Simple ASCII compression- Help minimize system calls

In my last question, nos gave a method of removing the most significant bit from an ASCII character byte, which matches exactly what my professor said when describing the project.

My problem is how to strip the significant bit and pack it into a buffer using read and write commands. Since the write command takes in a length in the number of bytes to write, how do I go deeper to the bit level of the buffer array?

Solution

Probably the simplest way to do it is in chunks of eight bytes. Read in a chunk then compress them to seven bytes using bitwise operators.

Let's call the input data input[0..7] and the output data output[0..6].

So, the first byte of the output data, output[0], consists of the lower 7 bits of input[0] plus the second-most upper bit of input[2]. That works the same for all others:

    Index:    [0]      [1]      [2]      [3]      [4]      [5]      [6]      [7]
    Input:  0aaaaaaa 0bbbbbbb 0ccccccc 0ddddddd 0eeeeeee 0fffffff 0ggggggg 0hhhhhhh
            ///////  //////   and     --->
            ||||||| /|||||     so on  --->
    Output: aaaaaaab bbbbbbcc cccccddd ddddeeee eeefffff ffgggggg ghhhhhhh
    Index:    [0]      [1]      [2]      [3]      [4]      [5]      [6]

You can use operations like:

output[0] = ((input[0] & 0x7f) << 1) | ((input[1] & 0x40) >> 6)
output[1] = ((input[1] & 0x3f) << 2) | ((input[2] & 0x60) >> 5)
:
output[5] = ((input[5] & 0x03) << 6) | ((input[6] & 0x7e) >> 1)
output[6] = ((input[6] & 0x01) << 7) |  (input[7] & 0x7f)

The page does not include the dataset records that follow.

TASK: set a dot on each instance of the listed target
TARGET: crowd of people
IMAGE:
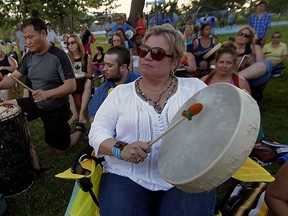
(147, 75)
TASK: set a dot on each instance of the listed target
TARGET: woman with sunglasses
(133, 115)
(245, 43)
(225, 64)
(81, 63)
(251, 64)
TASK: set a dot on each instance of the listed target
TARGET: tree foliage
(65, 15)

The others should be calculable from those above. If you want to know more about bitwise operators, see here.

Once you've compressed an eight-byte chunk, write out the seven-byte compressed chunk and keep going.

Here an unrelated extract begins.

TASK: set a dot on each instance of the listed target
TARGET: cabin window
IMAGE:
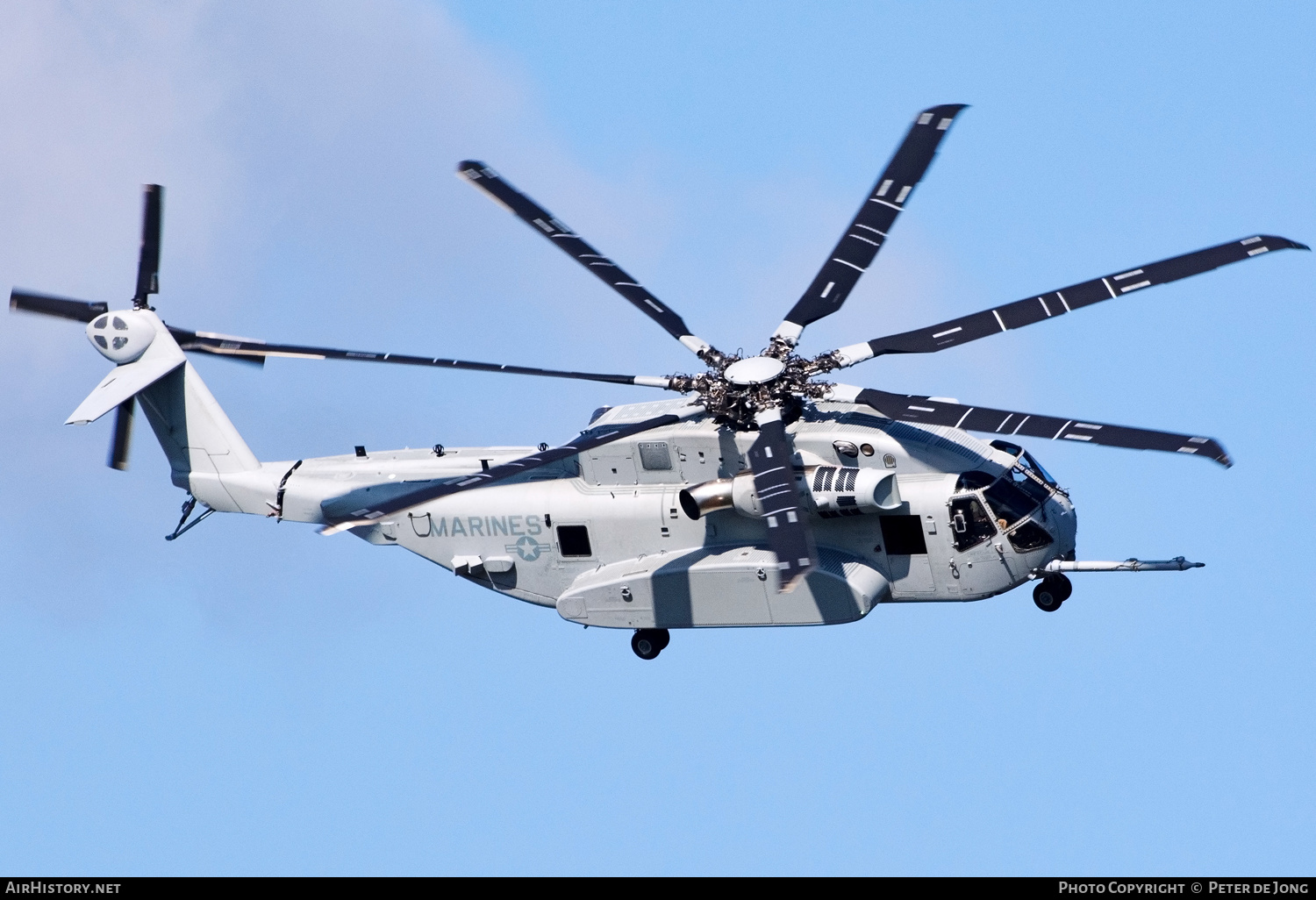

The only slightly tricky bit is at the end where you may not have a full eight bytes. In that case, you will output as many bytes as you input but the final one will be padded with zero bits.

And, on decompression, you do the opposite. Read in chunks of seven bytes, expand using bitwise operators and write out eight bytes. You can also tell which bits are padding at the end based solely on the size of the last section read in.